Pete hauled me up and slapped me on the back like we had just won an Olympic medal. I squinted up to see his face and grinned. In a way, we kind of did win. The only difference between our swim and an Olympic swim was that we were tethered together by rope. I guess there were some other differences: we had tanks strapped to our backs and I held a compass inches from my nose as we navigated through a 750-meter channel of murky water to a dive sign on the shoreline. Beat that, Michael Phelps.
So what brought us here? SCUBAnauts International had paired teenagers in the SCUBAnauts program with veterans from the Combat Wounded Veterans group, and had them undergo an underwater navigational course in Key West. Initially, I assumed the exercise was just that: an exercise to help us use a compass. It wasn’t until after the dive that I realized it was more than that. It bridged two people (usually polar opposites in terms of physique, age, gender, and personality) and made them rely on teamwork to achieve a shared goal. For an entire day, buddy pairs made up of a teenage science diver and a wounded veteran learned how to navigate together. First, we were taught how to shoot our azimuth—a fancy word for compass bearing. Next, we practiced our compass work on land, and then it was time to try to navigate underwater with currents, waves and all.
According to our instructor from the Army Special Forces Underwater Operations School, some of the Navy Seal trainees don't even manage to reach the red and white dive sign when completing this exercise. Today though, a fifteen-year old girl (me!) and an amputee Veteran managed to split the sign (a term only used to address those who navigated the channel and arrived at the intended target) in half.

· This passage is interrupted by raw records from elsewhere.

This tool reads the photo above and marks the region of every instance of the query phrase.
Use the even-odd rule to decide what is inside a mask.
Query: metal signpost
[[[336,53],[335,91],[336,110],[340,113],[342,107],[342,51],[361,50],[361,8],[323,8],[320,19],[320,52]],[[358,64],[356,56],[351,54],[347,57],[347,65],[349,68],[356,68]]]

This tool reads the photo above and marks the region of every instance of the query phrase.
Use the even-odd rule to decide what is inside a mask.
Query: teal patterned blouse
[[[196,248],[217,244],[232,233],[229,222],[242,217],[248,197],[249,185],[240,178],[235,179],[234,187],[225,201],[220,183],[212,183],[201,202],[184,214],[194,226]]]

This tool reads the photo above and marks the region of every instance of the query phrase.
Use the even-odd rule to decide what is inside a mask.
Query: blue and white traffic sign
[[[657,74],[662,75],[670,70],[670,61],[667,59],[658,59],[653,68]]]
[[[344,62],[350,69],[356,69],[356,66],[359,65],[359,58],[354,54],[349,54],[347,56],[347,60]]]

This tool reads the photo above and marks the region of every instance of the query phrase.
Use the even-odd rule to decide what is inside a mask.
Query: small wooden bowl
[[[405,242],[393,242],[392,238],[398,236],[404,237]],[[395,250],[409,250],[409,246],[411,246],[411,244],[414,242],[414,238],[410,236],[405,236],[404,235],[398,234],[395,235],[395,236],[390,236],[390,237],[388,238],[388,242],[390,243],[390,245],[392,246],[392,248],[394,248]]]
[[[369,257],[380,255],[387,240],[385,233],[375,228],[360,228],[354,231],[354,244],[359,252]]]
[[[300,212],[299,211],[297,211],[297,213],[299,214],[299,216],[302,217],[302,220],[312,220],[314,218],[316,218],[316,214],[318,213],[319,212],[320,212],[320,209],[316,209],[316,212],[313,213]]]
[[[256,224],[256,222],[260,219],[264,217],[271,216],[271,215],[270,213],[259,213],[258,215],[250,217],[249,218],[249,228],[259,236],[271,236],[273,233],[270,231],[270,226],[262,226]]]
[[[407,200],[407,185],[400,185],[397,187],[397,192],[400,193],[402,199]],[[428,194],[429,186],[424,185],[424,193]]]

Throughout the experience, I gained insight and knowledge that I will carry with me for years. For example, I learned that just because you have a steel leg doesn’t mean you can’t have rocking neon or camouflage socks. On a more serious note, the wounded Vets taught me what real strength feels like. In my first year, my partner and I were the only ones who hit the sign, which made me feel extremely powerful. In my second year, we were off by fifty meters—yet I still felt powerful. The win isn't what makes you strong. The acid build-up in our muscles as we swam wasn’t the evidence of our strength. Trusting your partner and believing in yourself to reach the shore through any physical and mental challenge is what real power feels like. Even when you can’t see anything around you. Even if you have a missing limb. Even if there is a current. Even if you can’t think straight because of how tired you are. Power is choosing to live life to the fullest. Which is exactly what I do every summer with the Combat Wounded Veterans.